Numerical and Experimental Investigation of Wrinkling Pattern for Aerospace Laminated Membrane Structures

1Department of Civil Engineering, Shanghai University, Shanghai 200072, China
2School of Architectural Engineering, Quzhou University, Zhejiang 324000, China
3School of Aeronautics and Astronautics, Zhejiang University, Hangzhou 310027, China

Correspondence should be addressed to Wenjuan Yao

Received 1 October 2016; Revised 26 March 2017; Accepted 9 April 2017; Published 6 June 2017

Academic Editor: Christian Circi

Copyright © 2017 Yihong Hong et al.
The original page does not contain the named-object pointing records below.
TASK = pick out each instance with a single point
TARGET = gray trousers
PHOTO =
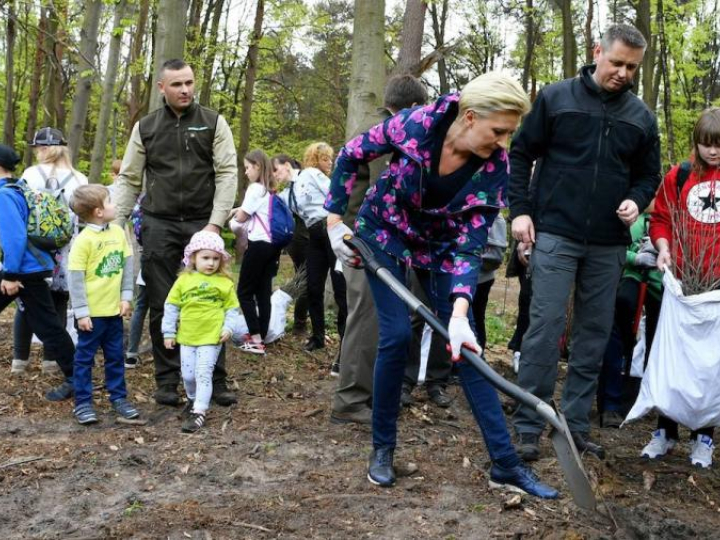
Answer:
(359, 346)
(556, 264)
This is an open access article distributed under the Creative Commons Attribution License, which permits unrestricted use, distribution, and reproduction in any medium, provided the original work is properly cited.

Abstract

Al-polymer laminated membranes are widely used in large aerospace structures. When the laminated membranes are pressurized, wrinkles emerge, which have an important effect on the performance of the structures during operation. This paper describes the numerical simulation and experimental investigation of wrinkles in laminated membranes. The nonlinear postbuckling analysis method, based on laminated thin-shell elements, was used to simulate the onset, growth, and final configuration of wrinkles when laminated membranes are subjected to external loads. The simulations are conducted with the ANSYS finite element package. Changing regularities of number, wavelength, and range for the wrinkles during the onset and growth processes are investigated. The wrinkles of laminated membranes with different design parameters such as material selection, ply number, ply angle, and ply mode are predicted. Devices that can be used to clamp and load laminated membranes in several load cases were designed and developed. A 3D photogrammetry system was constructed to characterize wrinkling patterns of laminated membranes subjected to shear displacement loads. By comparing the results of numerical analysis and experimental results, the accuracy of the numerical analysis method was verified. This study work is expected to inform wrinkling simulation and shape control of aerospace laminated membrane structures.